Le premier objectif de la classe découverte est l’acquisition de connaissances et de compétences. Mais, pour susciter l’envie d’apprendre des enfants et les amener à associer, si possible durablement, les activités scientifiques à une certaine forme de plaisir, nous privilégions souvent des approches ludiques.
Pour traiter un sujet aussi complètement que possible, il ne nous paraît, ni souhaitable, ni possible, de ne s’appuyer que sur des ateliers théoriques, ou, au contraire, que sur des ateliers pratiques. Chacun de nos circuits de découvertes conjugue donc les deux dans des proportions variables. Atelier théorique n’est cependant pas synonyme de cours magistral : cassettes vidéos, images, etc., sont utilisés pour susciter l’intérêt. Quant aux ateliers pratiques, les modalités en sont variables; manipulation individuelle, par petit groupe ou par l’animateur seul, fabrication d’un objet par chacun (volcans en pâte à sel) ou par la classe (montgolfières), etc. : la méthode adaptée dépend du sujet d’étude.
Il nous paraît utile que chaque classe découverte – quel que soit le circuit choisi – permette aux élèves de découvrir la méthode scientifique (ou méthode expérimentale) en général, formulée par le grand médecin et physiologiste français Claude Bernard dans son “Introduction à l’étude de la médecine expérimentale” (1865) : “Le savant complet est celui qui embrasse à la fois la théorie et la pratique expérimentale : 1° Il constate un fait. 2° A propos de ce fait, une idée naît dans son esprit. 3° En vue de cette idée, il raisonne, institue une expérience, en imagine et en réalise les conditions matérielles. 4° De cette expérience résultent de nouveaux phénomènes qu’il faut observer, et ainsi de suite”.

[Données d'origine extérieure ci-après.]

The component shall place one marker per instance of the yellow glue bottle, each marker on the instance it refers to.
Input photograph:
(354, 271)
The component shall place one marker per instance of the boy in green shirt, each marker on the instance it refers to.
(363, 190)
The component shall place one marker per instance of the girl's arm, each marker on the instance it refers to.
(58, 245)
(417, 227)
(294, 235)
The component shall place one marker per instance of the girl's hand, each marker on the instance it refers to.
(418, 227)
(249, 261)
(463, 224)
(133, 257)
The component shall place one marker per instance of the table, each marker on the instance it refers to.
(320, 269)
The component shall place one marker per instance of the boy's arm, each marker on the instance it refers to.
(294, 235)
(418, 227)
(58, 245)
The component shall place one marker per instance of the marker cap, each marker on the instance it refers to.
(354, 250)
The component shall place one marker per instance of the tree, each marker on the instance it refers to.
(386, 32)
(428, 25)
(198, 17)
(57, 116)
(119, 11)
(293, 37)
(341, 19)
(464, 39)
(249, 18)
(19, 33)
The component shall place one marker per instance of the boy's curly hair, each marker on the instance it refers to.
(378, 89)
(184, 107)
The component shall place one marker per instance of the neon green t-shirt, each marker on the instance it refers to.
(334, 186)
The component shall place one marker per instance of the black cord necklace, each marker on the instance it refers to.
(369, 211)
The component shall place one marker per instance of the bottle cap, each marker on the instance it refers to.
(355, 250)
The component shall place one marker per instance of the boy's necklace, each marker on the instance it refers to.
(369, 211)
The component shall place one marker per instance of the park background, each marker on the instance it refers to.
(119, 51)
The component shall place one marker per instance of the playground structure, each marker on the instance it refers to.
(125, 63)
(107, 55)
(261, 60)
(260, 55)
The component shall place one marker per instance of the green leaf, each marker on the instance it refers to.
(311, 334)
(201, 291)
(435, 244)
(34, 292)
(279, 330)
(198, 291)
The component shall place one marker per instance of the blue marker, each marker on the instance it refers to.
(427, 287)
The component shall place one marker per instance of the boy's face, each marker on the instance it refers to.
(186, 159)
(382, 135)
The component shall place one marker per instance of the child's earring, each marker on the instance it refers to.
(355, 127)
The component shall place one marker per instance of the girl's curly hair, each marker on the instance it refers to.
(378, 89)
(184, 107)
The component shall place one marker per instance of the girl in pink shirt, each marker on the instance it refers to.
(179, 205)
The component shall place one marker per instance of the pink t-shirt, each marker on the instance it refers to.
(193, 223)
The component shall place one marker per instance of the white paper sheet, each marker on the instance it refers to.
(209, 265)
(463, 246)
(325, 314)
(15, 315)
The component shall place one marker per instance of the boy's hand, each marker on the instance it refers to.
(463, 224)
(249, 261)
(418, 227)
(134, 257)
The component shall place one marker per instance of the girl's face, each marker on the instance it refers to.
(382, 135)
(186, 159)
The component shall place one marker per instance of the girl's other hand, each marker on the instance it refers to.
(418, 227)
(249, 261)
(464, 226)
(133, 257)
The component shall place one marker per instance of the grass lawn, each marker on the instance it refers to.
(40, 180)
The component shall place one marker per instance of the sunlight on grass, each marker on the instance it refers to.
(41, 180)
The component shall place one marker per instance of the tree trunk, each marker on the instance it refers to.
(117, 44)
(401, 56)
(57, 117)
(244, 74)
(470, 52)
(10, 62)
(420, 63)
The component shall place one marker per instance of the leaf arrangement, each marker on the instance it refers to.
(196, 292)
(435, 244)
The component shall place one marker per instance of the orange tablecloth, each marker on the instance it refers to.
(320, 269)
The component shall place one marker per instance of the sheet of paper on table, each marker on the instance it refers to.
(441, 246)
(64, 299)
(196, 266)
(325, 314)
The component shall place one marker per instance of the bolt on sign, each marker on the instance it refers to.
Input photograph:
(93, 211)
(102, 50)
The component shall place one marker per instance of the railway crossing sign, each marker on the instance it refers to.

Cette méthode a largement inspiré les pratiques utilisées dans l’enseignement scientifique, comme le modèle “OPHERIC” (Observation, Problème, Hypothèse, Expérience, Résultats, Interprétation, Conclusion). Si tous les ateliers ne se prêtent pas à l’utilisation d’une telle méthode, un atelier au moins par circuit a d’abord pour but de la faire découvrir et employer aux élèves.
Nous sommes convaincus que l’envie d’apprendre d’un enfant est directement liée à la qualité de sa relation avec celui qui délivre la connaissance, enseignant ou animateur. C’est pourquoi les animateurs Telligo ne se contentent pas d’animer les ateliers, mais participent à tous les moments de la classe – vie quotidienne, jeux, veillées, etc. – et s’y impliquent très fortement. C’est là un parti pris fondamental, et unique, de Telligo.
Garantir un animateur pour 8 enfants dans la Formule Classique, c’est pouvoir mener tous les ateliers en demi-classe, et donc permettre à tous les enfants de participer, manipuler, etc. Un luxe que l’enseignant, seul avec sa classe, ne peut se permettre ! D’autre part, nous prévoyons tout le matériel nécessaire, en fonction du type d’atelier (théorique ou pratique) et de l’objectif pédagogique poursuivi.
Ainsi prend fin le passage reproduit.